How to access specific start_url in Scroll CrawlSpider?

I use Scrapy, in particular Scrapy CrawlSpider to clean web links containing specific keywords. I have a rather long start_urls list that gets its records from the SQLite database, which is associated with the Django project. I want to keep cleared web links in this database.

I have two Django models, one for start URLs like http://example.com and one for cleared web links like http://example.com/website1 , http://example.com/website2 etc. All cleared web links are children of one of the start URLs in the start_urls list.

The web link model has a many-to-one relationship to the start URL model, that is, the web link model has the Beyond Key parameter for the start URL model. In order to correctly save my cleared web links in the database, I need to specify the CrawlSpider parse_item() method, which will launch the URL that the parse_item() link refers to. How can i do this? The Scrapy DjangoItem class does not help in this regard, since I still have to explicitly determine the starting URL to use.
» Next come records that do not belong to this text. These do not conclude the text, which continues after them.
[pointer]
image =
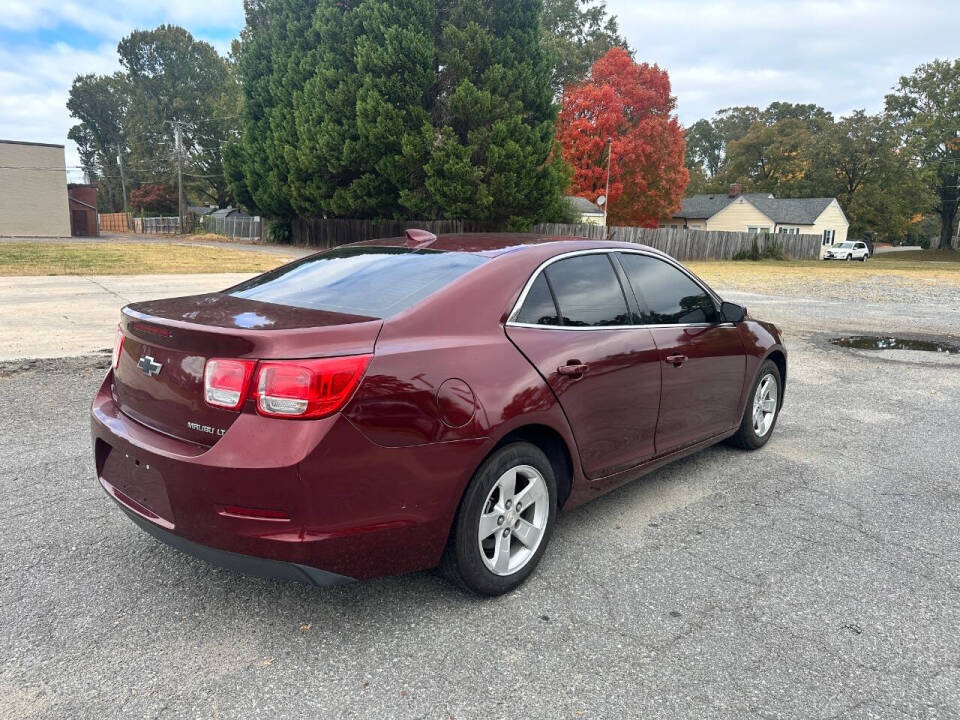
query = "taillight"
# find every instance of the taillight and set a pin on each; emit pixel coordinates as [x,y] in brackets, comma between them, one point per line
[308,388]
[117,347]
[225,382]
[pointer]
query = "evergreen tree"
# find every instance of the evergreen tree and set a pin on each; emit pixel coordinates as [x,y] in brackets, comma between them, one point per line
[398,108]
[274,62]
[491,144]
[374,70]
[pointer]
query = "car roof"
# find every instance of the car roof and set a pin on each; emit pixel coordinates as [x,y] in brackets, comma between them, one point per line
[496,244]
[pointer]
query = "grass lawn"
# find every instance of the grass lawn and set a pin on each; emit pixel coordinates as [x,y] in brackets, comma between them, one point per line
[107,258]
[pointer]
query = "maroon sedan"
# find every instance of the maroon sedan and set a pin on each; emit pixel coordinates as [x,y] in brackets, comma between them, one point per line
[400,404]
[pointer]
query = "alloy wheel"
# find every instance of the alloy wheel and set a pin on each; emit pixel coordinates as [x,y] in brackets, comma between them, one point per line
[765,405]
[513,520]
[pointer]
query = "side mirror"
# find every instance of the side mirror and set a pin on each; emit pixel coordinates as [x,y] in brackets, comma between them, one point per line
[732,312]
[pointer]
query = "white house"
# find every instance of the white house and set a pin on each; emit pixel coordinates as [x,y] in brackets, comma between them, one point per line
[762,212]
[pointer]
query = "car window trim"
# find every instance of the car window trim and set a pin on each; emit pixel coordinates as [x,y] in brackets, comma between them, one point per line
[511,318]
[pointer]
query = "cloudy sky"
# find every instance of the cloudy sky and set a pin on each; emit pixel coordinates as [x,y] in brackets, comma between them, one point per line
[842,55]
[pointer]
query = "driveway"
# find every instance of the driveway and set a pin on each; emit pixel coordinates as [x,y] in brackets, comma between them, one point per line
[816,578]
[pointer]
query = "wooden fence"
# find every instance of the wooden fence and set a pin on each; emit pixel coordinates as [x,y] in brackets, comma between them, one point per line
[234,227]
[685,244]
[327,233]
[114,222]
[157,226]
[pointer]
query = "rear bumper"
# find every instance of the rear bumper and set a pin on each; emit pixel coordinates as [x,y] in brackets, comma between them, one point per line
[346,507]
[247,564]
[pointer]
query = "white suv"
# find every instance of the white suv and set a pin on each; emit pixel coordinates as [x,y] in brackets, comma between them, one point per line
[848,251]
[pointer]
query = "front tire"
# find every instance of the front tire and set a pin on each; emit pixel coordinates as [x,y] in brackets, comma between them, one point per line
[496,545]
[763,409]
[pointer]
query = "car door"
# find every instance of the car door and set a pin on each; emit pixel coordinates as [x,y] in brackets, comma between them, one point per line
[573,324]
[703,360]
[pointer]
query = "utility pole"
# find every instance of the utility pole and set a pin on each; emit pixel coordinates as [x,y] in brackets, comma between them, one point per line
[123,180]
[178,145]
[606,204]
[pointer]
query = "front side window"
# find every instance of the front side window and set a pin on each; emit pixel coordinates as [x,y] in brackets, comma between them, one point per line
[666,295]
[367,280]
[588,292]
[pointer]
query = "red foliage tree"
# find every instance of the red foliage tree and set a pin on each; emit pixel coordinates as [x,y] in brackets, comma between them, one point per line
[155,197]
[630,103]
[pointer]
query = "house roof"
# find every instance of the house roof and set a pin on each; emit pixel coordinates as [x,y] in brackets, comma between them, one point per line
[793,211]
[584,206]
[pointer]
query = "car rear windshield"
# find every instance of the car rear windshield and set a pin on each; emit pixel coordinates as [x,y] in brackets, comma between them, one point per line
[371,281]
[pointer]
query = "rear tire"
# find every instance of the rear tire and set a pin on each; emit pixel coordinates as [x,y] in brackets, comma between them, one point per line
[494,547]
[760,416]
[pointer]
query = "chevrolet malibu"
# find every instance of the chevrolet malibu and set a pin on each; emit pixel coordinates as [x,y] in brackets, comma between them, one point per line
[402,404]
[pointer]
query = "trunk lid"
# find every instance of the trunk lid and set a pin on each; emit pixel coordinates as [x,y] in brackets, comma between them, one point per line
[159,379]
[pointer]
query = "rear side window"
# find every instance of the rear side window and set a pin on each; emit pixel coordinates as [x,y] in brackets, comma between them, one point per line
[371,281]
[539,308]
[588,292]
[666,295]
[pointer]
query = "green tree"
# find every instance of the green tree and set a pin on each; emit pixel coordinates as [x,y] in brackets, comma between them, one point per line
[172,76]
[881,187]
[166,75]
[772,158]
[99,103]
[927,103]
[575,34]
[491,144]
[705,148]
[276,56]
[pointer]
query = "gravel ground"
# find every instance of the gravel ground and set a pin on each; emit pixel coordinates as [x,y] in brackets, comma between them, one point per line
[816,578]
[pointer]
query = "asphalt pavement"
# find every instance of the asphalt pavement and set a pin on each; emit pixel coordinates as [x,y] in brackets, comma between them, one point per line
[815,578]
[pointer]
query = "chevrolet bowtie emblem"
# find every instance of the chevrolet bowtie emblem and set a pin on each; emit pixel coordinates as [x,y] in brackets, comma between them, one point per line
[149,366]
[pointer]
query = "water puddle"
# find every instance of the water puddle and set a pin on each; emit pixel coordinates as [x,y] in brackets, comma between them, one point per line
[888,342]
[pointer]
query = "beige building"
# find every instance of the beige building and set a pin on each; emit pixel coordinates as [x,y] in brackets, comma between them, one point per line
[33,190]
[762,212]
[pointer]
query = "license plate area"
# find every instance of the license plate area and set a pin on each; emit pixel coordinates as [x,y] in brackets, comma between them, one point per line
[139,480]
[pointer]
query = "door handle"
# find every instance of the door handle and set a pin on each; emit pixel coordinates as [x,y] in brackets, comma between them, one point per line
[573,369]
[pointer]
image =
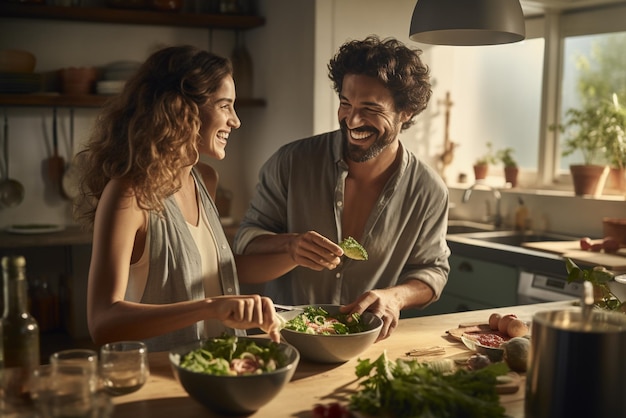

In other words, how do I pass the currently used launch URL to the parse_item() method so that I can save it along with the corresponding cleared web links to the database? Any ideas? Thanks in advance!

+6
source share
3 answers

By default, you cannot access the source URL.

But you can override the make_requests_from_url method and put the start URL in meta . Then, in the parsing, you can extract it from there (if you succumb to subsequent requests in this syntax method, be sure to redirect this beginning to them).


I did not work with CrawlSpider and maybe what Maxim offers will work for you, but keep in mind that response.url has a URL after possible redirects.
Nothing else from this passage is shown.